Funcionária denuncia agressão de PMs em escola após pai contestar atividade sobre cultura afro-brasileira

A atuação de policiais militares dentro da EMEI Antônio Bento, na Zona Oeste de São Paulo, ganhou novos contornos após testemunhas relatarem que uma funcionária da escola foi prensada contra a parede e teve uma arma encostada em seu corpo durante a abordagem. O episódio, ocorrido na terça-feira (11), teve início quando o pai de uma aluna acionou a Polícia Militar afirmando que a criança estaria sendo “obrigada a ter aula de religião africana” por causa de um desenho identificado com o nome “Iansã”.

Segundo relatos apresentados em um relatório interno da escola, o policial que realizou a abordagem teria mantido a arma encostada na servidora por todo o tempo, gritando repetidamente e agindo com hostilidade diante de funcionários, pais e mães que presenciaram a cena. Testemunhas afirmam que cerca de 12 agentes entraram na escola infantil, entre eles um portando uma metralhadora.
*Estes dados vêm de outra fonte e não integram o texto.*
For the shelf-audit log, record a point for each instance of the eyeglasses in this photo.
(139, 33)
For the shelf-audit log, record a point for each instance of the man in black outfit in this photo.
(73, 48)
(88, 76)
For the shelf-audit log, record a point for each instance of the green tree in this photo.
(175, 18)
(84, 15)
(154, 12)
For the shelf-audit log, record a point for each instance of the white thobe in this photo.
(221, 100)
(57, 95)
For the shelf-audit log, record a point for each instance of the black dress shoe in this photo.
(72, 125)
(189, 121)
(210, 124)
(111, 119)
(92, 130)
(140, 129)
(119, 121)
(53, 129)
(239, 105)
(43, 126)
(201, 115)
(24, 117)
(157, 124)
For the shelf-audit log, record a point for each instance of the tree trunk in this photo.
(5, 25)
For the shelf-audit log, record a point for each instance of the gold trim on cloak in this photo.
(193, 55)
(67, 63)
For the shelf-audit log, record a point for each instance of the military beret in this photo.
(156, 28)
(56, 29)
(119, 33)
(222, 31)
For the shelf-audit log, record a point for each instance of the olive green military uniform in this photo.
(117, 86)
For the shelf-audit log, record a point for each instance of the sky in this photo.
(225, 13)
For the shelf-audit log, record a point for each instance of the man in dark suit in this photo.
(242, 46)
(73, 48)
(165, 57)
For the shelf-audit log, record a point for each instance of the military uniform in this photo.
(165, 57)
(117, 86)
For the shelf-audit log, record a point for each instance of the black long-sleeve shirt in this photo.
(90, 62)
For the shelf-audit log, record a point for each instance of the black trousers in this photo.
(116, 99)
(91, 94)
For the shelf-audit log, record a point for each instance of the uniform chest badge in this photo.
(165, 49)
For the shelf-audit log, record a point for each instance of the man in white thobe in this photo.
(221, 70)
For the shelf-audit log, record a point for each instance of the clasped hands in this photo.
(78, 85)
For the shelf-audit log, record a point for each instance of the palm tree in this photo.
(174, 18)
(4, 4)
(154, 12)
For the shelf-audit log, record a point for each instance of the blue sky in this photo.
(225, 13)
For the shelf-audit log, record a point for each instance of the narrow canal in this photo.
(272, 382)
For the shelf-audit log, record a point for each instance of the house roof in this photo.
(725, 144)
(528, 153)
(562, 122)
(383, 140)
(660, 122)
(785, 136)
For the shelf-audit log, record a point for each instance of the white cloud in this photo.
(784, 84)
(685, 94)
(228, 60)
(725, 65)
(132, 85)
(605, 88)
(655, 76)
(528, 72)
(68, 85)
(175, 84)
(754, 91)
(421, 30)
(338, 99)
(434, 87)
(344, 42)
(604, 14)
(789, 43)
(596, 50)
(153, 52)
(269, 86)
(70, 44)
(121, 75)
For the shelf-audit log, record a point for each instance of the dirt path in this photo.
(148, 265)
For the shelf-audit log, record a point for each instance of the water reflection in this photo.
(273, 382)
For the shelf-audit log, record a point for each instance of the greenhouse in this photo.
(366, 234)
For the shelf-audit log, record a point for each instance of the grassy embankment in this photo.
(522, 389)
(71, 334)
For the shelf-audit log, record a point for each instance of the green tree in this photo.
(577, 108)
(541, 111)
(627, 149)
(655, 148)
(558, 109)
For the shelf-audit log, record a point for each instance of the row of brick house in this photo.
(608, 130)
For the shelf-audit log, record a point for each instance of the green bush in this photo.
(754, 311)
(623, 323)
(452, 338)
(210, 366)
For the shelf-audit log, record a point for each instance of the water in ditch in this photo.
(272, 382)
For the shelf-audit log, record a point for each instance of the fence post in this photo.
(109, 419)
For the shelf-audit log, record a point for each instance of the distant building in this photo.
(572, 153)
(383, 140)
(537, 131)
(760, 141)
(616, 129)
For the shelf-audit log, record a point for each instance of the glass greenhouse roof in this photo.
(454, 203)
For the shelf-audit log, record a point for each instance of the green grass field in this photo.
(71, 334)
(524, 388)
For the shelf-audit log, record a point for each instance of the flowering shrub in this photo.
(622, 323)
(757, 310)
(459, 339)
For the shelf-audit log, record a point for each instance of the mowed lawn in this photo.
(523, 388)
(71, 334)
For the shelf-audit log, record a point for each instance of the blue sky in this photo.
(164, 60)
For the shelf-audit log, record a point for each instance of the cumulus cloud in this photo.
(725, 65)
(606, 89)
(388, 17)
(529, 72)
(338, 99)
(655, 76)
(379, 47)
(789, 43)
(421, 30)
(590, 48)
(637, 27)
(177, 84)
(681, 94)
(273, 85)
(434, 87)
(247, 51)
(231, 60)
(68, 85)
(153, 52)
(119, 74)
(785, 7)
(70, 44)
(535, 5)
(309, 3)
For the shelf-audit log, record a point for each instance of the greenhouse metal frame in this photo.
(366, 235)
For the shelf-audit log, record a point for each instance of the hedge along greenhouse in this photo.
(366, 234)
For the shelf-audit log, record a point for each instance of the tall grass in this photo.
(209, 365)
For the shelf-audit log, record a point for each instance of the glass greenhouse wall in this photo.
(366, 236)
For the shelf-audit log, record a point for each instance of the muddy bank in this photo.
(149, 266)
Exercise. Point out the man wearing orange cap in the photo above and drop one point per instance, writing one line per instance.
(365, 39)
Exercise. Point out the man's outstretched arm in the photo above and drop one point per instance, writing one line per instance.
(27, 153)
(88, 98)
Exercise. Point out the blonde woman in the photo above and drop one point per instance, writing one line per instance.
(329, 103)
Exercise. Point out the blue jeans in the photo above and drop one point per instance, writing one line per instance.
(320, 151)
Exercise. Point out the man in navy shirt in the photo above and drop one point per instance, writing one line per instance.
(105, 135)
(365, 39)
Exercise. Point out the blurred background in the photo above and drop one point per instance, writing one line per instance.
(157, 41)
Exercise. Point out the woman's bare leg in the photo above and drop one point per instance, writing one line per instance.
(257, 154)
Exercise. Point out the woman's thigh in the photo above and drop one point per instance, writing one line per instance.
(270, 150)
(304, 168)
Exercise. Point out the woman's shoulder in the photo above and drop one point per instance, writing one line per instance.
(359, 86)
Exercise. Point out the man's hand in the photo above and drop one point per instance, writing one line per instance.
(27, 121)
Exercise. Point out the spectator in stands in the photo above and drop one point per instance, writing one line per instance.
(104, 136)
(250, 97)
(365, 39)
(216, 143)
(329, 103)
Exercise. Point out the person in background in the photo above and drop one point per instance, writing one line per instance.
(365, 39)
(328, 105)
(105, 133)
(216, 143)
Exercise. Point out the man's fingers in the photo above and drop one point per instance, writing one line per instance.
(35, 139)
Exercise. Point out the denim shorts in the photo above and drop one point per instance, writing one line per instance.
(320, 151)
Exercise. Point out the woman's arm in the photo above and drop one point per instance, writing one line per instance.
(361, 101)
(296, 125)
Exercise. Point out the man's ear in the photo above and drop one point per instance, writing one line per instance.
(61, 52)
A funcionária relatou que, embora a abordagem direta tenha durado aproximadamente 20 minutos, os policiais permaneceram dentro da unidade por mais de uma hora, gerando clima de medo e constrangimento entre profissionais e familiares. Ela explicou aos agentes que o trabalho pedagógico integra o currículo antirracista, documento oficial da rede municipal, que prevê a apresentação de elementos da cultura afro-brasileira às crianças.

A Secretaria da Segurança Pública não comentou os novos relatos até o momento, mas informou anteriormente que a PM abriu apuração interna para avaliar a conduta da equipe, incluindo a análise das imagens das câmeras corporais dos policiais.

O caso provocou forte reação na comunidade do Butantã. A jornalista Ana Aragão, representante da Rede Butantã — que reúne instituições e entidades da região — afirmou que o episódio gerou indignação entre moradores. Ela relatou que o pai da aluna teria rasgado desenhos produzidos pelas crianças e expostos no mural da escola. A rede também capitaneou um abaixo-assinado em apoio ao corpo docente e aos funcionários, no qual a população expressa preocupação com o que considera uma abordagem inadequada e racialmente discriminatória dos agentes.

O documento defende o trabalho pedagógico voltado à diversidade cultural e repudia qualquer forma de intolerância religiosa ou racismo. Além disso, solicita cinco medidas às autoridades, incluindo a responsabilização do pai que danificou os materiais da escola, a investigação de eventual abuso de autoridade por parte dos policiais e a implementação de ações formativas sobre diversidade e combate ao racismo tanto para os agentes quanto para o responsável pela denúncia.

A funcionária que relatou a agressão afirma que toda a ação foi registrada pelas câmeras internas da unidade e que as imagens já estão disponíveis para as autoridades competentes.

Em nota, a Secretaria Municipal da Educação esclareceu que o pai da aluna recebeu explicações de que o desenho fazia parte de uma produção coletiva, inserida no cumprimento da lei que torna obrigatório o ensino da história e cultura afro-brasileira e indígena na rede municipal. A pasta, no entanto, não comentou a atuação dos policiais dentro da escola.